Project Description
Our soil came to remind you
Collaborative project with Bärbel Praun
installation, video, sound and photography
2023
Made possible during the “Free transit_permanent cycle of artist-in-residence and art interventions”, curated by Mafalda Santos, hosted by the Cerveira Art Biennial Foundation in Vila Nova de Cerveira (PRT)
exhibition 13/05 – 30/09/2023
About:
To face the climate crisis, the European Commission has developed plans for a “Green Transition”. Especially for the electric car industry the very light, silvery-white alkali metal lithium, used for the stabilization and rechargeability of batteries, is an essential component. Until recently lithium has been imported to Europe from Australia, Chile, China and Argentina – these countries produce over 90 % of the world’s supply. Now Europe aims to provide the highly valuable mineral to reduce its dependency on strategic commodities. Portugal claims to be one of the countries with the biggest reserves of lithium in Europe.
The project focuses on the hunt for and fight against the so called white gold, lithium. We have met locals from the Serra d’Arga and Covas do Barroso region, who initiated resistance movements against the lithium mining on their lands in 2018. The protest groups demand not only more information and transparency from the authorities but to stop the plans completely. Where the open-cast mining for lithium is planned, communities have lived and worked for many generations, mainly in the agricultural sector.
The impacts on the environmental, socio-economical and health level would be immense: loss of land and income, contamination of the groundwater, air and noise pollution, loss of biodiversity, loss of cultural heritage – to only name a few – on a land that already is highly affected by forest fires, droughts and desertification.
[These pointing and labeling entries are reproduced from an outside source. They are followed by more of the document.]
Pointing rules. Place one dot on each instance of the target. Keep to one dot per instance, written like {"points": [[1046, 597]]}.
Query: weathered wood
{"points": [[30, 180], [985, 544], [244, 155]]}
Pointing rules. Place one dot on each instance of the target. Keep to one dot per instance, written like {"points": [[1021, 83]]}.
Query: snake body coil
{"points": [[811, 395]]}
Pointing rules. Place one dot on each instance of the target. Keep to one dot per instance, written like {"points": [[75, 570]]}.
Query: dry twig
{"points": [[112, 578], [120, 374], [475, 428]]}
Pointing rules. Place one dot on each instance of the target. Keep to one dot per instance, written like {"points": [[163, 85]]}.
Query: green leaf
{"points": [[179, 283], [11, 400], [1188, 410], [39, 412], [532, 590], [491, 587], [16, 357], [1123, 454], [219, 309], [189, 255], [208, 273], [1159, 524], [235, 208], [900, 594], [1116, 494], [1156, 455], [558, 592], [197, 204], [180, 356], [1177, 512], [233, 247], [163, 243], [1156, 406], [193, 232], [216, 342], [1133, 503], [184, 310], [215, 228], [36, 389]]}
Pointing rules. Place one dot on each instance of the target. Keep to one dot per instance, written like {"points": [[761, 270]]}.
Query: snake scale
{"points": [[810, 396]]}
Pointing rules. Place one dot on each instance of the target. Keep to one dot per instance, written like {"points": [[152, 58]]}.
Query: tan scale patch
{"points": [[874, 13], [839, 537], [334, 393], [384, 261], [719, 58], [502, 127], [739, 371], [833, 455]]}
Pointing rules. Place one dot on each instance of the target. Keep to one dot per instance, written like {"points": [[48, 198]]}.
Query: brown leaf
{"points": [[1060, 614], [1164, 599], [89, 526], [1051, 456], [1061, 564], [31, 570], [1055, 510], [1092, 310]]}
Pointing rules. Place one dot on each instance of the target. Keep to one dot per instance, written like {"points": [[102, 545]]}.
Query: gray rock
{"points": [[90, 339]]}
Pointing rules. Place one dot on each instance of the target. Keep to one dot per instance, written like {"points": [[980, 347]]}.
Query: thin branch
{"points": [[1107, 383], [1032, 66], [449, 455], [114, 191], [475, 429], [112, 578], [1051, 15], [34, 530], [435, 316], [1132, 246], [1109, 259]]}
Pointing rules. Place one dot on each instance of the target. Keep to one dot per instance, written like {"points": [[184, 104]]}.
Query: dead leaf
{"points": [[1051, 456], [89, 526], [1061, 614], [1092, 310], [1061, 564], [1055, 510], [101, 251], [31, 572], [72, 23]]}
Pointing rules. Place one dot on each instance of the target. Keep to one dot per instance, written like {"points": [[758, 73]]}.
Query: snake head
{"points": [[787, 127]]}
To the government’s and investors’ surprise, the resistance against the mines has received nationwide and international attention, further prospection of the land has been stopped, and access to common and public property has been prohibited – for now.
The installation “Our soil came to remind you” is an attempt to show forms of resistance and protest, with the means of collective power, and connection and care about land.